The judgment overturned the court of appeal on a second crucial question as well, finding, contrary to the split appeal court, that there was a ‘good, arguable’ case to be made on the question of Shell’s liability for the systemic pollution of the communities, another finding that will lift the spirits of the Nigerian communities and their lawyers.
Shell calls the decision ‘disappointing’. It says most oil spills can be attributed to local sabotage and argued that the dispute should be heard in the Nigerian courts as the judges there have a ‘better understanding’ of the local situation.
Leigh Day, the legal firm representing the affected Nigerian community, pointed out that Shell did not dispute key elements, namely that the communities were severely polluted by Shell’s oil and that Shell had not yet carried out an adequate clean up of the pollution. Instead, Shell had argued that the Shell parent company ‘could not be legally responsible for the harm the communities had suffered and so the cases should not be heard in England.’
Daniel Leader, a partner at Leigh Day, said that there was now some ‘real hope’ that Shell will finally take action. However, he described the outcome as having broader consequences. ‘It represents a watershed moment in the accountability of multinational companies. Increasingly, impoverished communities are seeking to hold powerful corporate actors to account and this judgment will significantly increase their ability to do so.’
Among others to comment on the decision was the International Commission of Jurists which jointly intervened in the matter before the supreme court, along with the Corporate Responsibility Coalition UK (Core). They predicted that the decision would impact on similar matters in the future and said the message to multinationals like Shell was clear: ‘You have a duty of care and you will be held to account for human rights abuses and environmental damage caused by subsidiaries you control.’

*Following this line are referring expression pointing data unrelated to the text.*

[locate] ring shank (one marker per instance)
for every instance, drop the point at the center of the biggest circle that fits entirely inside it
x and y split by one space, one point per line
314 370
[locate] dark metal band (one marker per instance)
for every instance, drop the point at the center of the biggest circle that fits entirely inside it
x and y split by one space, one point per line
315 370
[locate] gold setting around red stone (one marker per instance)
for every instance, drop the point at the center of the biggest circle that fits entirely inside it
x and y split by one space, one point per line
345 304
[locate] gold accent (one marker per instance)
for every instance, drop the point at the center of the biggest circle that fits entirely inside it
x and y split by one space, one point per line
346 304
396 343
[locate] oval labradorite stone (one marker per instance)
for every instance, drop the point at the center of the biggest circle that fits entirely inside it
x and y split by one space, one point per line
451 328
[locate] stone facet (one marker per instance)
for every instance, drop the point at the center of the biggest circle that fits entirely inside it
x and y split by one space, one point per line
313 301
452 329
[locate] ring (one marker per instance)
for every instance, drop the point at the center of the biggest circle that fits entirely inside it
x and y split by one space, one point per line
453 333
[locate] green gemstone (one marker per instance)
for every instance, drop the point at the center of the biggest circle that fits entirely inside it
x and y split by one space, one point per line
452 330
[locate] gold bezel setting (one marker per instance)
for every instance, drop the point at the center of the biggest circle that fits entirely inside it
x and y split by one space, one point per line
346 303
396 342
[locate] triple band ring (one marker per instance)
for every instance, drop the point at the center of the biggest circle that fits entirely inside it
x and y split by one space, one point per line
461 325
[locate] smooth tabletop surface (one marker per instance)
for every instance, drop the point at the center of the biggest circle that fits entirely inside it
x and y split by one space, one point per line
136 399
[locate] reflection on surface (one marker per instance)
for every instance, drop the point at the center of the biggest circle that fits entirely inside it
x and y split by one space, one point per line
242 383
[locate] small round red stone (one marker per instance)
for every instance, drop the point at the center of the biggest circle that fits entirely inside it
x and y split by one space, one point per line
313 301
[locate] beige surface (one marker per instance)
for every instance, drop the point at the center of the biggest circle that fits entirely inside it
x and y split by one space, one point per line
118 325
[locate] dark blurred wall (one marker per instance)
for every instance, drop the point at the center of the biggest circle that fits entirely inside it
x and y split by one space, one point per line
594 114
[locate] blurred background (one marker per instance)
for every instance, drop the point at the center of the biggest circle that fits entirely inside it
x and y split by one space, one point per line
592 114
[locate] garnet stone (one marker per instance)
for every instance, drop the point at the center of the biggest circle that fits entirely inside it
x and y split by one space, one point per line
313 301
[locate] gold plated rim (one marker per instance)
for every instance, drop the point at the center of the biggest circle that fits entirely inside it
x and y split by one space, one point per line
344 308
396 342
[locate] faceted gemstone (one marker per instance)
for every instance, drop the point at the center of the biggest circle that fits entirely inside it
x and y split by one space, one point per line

Amnesty International’s global issues programme director, Mark Dummett, commented, ‘This … could spell the end of a long chapter of impunity for Shell, and for other multinationals who commit human rights abuses overseas. Until now, Shell has managed to avoid cleaning up or paying compensation by maintaining that it is not responsible for the actions of its Nigerian subsidiary – which it owns in full. [This ruling] has shaken the foundations of a business model based on shirking responsibility.’